If you have diabetes and itchy skin you are not alone. The causes and treatment of itching related to diabetes is not mysterious. Let’s see what we can do to stop that itchy feeling.
Localized itching is often caused by diabetes, because of complications arising from improperly managed blood sugar levels. This manifests itself in a number of ways but most commonly it is a yeast or fungus infection, dry skin, or poor circulation. Several skin diseases are also more common in diabetics, typically due to poor circulation.
If poor circulation is the cause, your lower legs are often the itchiest areas. Often you can self treat these areas by limiting the number of baths you take, especially if the humidity level is low.
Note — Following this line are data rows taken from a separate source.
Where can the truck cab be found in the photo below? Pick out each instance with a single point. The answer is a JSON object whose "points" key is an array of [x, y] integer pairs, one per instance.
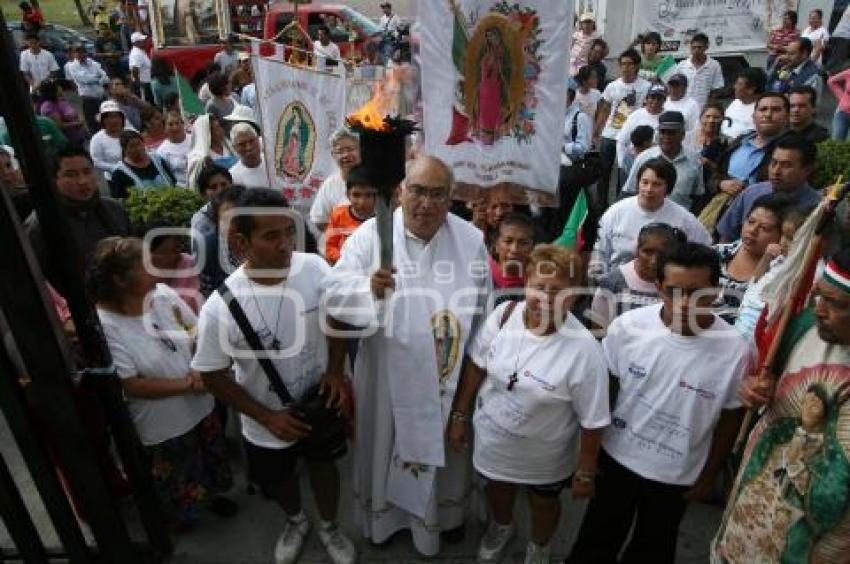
{"points": [[350, 29], [188, 33]]}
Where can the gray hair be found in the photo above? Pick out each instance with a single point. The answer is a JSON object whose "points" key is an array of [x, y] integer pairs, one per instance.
{"points": [[241, 128], [344, 133]]}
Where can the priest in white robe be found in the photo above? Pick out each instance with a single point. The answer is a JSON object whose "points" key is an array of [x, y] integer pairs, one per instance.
{"points": [[416, 323]]}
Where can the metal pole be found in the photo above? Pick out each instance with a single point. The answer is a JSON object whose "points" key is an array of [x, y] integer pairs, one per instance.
{"points": [[17, 519], [35, 456], [24, 301]]}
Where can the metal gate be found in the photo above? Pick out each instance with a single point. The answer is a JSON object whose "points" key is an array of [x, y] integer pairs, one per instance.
{"points": [[45, 407]]}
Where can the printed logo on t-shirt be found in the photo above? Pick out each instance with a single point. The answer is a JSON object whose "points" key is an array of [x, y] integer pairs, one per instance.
{"points": [[705, 394], [637, 370]]}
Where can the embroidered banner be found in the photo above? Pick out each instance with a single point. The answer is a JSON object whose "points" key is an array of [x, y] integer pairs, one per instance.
{"points": [[496, 75], [299, 109]]}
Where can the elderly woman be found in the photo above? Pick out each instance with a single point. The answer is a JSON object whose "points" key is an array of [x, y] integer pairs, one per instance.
{"points": [[150, 333], [105, 147], [138, 168], [175, 148], [345, 148], [153, 127], [739, 261], [209, 143], [542, 400], [632, 284]]}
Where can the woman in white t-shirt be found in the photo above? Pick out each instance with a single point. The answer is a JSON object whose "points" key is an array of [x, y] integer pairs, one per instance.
{"points": [[175, 148], [150, 332], [542, 402]]}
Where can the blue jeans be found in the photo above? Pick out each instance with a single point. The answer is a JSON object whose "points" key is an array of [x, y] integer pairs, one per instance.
{"points": [[840, 125]]}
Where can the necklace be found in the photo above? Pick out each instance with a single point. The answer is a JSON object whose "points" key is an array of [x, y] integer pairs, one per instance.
{"points": [[267, 334]]}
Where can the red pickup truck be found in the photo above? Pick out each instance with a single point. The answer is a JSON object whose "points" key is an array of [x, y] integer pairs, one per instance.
{"points": [[190, 38]]}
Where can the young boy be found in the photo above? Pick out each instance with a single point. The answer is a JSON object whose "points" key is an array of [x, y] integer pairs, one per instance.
{"points": [[346, 218]]}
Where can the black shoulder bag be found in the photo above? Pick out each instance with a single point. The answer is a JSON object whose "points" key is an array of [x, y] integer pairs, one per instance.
{"points": [[328, 426]]}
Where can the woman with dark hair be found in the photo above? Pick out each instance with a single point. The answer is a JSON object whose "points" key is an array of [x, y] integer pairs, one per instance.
{"points": [[632, 284], [150, 335], [218, 263], [620, 225], [163, 81], [740, 260], [153, 127], [56, 107], [654, 67], [138, 168], [212, 180]]}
Mild moisturized soap can reduce itching as can skin cream applied after a bath or shower (as well as other times).
No one likes to think about getting a fungus infection. It sounds gross and can look gross. However, we are all adults here and we know that these things do happen through no fault of our own. You do know this right?
The most common diabetes related fungus infection is caused by the candida albicans fungus. This is yeast like fungus that can cause rashes along with tiny blisters and scales in moist areas of the body. Particularly susceptible areas for infection include the genital area, under breasts, armpits, and around nails, fingers and toes.
You may have heard of some common fungal infections such as athlete’s foot, ringworm), vaginal infection and jock itch. There is no “self help” option here. Get to the doctor and get a prescription to take care of this problem. I don’t know about you, but just writing this makes me feel a bit itchy!
Necrobiosis lipoidica diabeticorum
Necrobiosis lipoidica diabeticorum (NLD) can be caused by changes in the blood vessels. NLD looks like large deep spots on the skin. Usually, the disorder begins as a dull red raised area. As it gets worse, a shiny scar like spot develops along with a violet border.
You may be able to see your blood vessels a bit easier under the skin. Let’s make no bones about it. NLD is itchy and painful. Sometimes the sores even crack open. The good news is that it is a rare condition. The bad news is that while everyone can get it, adult women are more prone to getting it. Sorry ladies.
Generally, the condition will go away, however, it is a good idea to see your doctor, especially if the sores split open.
So you are a younger male with poorly controlled type 1 diabetes. Do you feel any itching on the backs of your hands, feet, arms, legs or buttocks? Is there yellow pea like bumps with a red “halo” around them? If so, you may have Eruptive Xanthomatosis.
Eruptive X is typically caused by poorly controlled diabetes and usually goes away once you get control of your blood sugar. Often times the person also has high cholesterol and fat in the blood. Other besides men with type 1 diabetes can get Eruptive X, so be on the lookout.
While not listed above, allergic reactions to medication and insulin can often cause your skin to itch. Pay particular attention to rashes, bumps and indentations around insulin injection sites. Regardless of whether you take insulin, medication reactions are a serious matter. Talk to your doctor if you think you may be having an allergic reaction to medication.
Diabetes and itchy skin has a variety of causes. Those listed above are just a few. Don’t be afraid to call your doctor. Itchy skin is no fun.